To get to the other direction, we would have to invert $a,b$, considering $a \times b$ to come from the vector corresponding to $\det(\cdot, b,a)$, an "unnatural" thing.
the Gibbs Vector Algebra Cross Product Right Hand Rule is a Convention
Any description of the (nominally) Euclidean 3 dimensional world we perceive runs into Chirality, the distinction between Right and Left handedness, the difference in a Mirror Reflection. https://en.wikipedia.org/wiki/Chirality
A Mathematical System describing this world has to have a Convention for coordinate order, orientation.
Justifications for the Right Hand Rule for the Vector Cross Product are a consequence of the choice of Chirality in the the "Standard Basis" and are circular, not deep - you just have to choose.
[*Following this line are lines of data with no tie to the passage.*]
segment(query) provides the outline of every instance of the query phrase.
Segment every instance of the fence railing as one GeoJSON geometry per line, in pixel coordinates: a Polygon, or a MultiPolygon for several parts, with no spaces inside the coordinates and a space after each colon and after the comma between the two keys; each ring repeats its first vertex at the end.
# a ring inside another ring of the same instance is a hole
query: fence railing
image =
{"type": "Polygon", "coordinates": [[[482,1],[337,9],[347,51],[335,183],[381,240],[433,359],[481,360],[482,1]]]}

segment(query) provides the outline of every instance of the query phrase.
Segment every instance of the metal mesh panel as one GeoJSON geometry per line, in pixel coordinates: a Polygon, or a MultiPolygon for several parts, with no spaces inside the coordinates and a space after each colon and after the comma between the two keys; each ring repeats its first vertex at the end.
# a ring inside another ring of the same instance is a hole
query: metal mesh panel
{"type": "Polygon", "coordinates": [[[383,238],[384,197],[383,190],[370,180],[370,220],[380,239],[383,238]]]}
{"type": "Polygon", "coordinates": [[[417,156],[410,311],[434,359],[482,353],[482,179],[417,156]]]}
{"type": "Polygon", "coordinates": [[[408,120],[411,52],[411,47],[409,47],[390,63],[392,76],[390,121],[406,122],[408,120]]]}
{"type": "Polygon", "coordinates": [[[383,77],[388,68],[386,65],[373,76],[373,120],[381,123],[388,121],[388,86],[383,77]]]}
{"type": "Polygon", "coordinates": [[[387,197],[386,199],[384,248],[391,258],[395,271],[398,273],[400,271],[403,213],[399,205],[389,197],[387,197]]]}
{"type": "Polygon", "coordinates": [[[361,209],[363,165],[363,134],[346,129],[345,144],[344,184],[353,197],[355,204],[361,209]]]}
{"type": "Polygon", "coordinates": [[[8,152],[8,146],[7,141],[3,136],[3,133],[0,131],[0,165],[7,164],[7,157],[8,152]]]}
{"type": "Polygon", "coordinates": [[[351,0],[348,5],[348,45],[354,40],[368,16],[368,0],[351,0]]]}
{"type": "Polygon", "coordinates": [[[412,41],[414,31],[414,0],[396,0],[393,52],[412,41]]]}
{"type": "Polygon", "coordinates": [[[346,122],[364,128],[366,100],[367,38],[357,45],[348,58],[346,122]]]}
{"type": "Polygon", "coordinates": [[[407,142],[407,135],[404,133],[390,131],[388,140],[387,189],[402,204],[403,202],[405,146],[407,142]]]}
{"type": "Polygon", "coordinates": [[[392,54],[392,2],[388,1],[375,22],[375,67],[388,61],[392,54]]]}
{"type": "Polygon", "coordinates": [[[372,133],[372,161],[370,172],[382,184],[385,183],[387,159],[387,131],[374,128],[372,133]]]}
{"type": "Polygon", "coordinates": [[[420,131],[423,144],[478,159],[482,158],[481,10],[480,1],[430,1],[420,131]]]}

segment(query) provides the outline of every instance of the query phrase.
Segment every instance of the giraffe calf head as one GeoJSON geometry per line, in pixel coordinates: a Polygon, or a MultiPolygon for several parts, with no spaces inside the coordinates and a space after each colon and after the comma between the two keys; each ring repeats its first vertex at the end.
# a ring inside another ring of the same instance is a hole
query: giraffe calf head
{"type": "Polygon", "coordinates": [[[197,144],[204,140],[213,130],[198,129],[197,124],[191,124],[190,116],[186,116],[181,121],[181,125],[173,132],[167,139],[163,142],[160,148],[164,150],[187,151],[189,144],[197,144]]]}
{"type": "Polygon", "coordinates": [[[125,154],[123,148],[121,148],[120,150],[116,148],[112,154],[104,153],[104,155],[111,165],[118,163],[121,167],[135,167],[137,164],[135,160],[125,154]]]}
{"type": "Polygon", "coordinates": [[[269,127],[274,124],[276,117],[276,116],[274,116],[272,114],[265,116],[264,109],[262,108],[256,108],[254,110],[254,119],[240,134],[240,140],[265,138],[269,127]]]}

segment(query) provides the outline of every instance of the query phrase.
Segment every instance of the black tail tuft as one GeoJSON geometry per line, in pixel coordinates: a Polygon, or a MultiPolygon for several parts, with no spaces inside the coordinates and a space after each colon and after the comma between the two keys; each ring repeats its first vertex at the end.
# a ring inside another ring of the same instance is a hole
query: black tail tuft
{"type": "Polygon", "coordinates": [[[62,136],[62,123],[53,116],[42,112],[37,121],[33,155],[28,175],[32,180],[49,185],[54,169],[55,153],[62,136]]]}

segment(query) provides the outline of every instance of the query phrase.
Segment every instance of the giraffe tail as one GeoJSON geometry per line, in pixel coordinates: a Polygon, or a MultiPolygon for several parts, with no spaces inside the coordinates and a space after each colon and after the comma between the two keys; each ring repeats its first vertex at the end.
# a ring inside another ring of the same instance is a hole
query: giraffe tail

In fact the other choice has been used: http://web.stanford.edu/class/me331b/documents/VectorBasisIndependent.pdf
The right-hand rule is a recently accepted universal convention, much like driving on the right-hand side of the road in North America. Until 1965, the Soviet Union used the left-hand rule, logically reasoning that the left-hand rule is more convenient because a right-handed person can simultaneously write while performing cross products.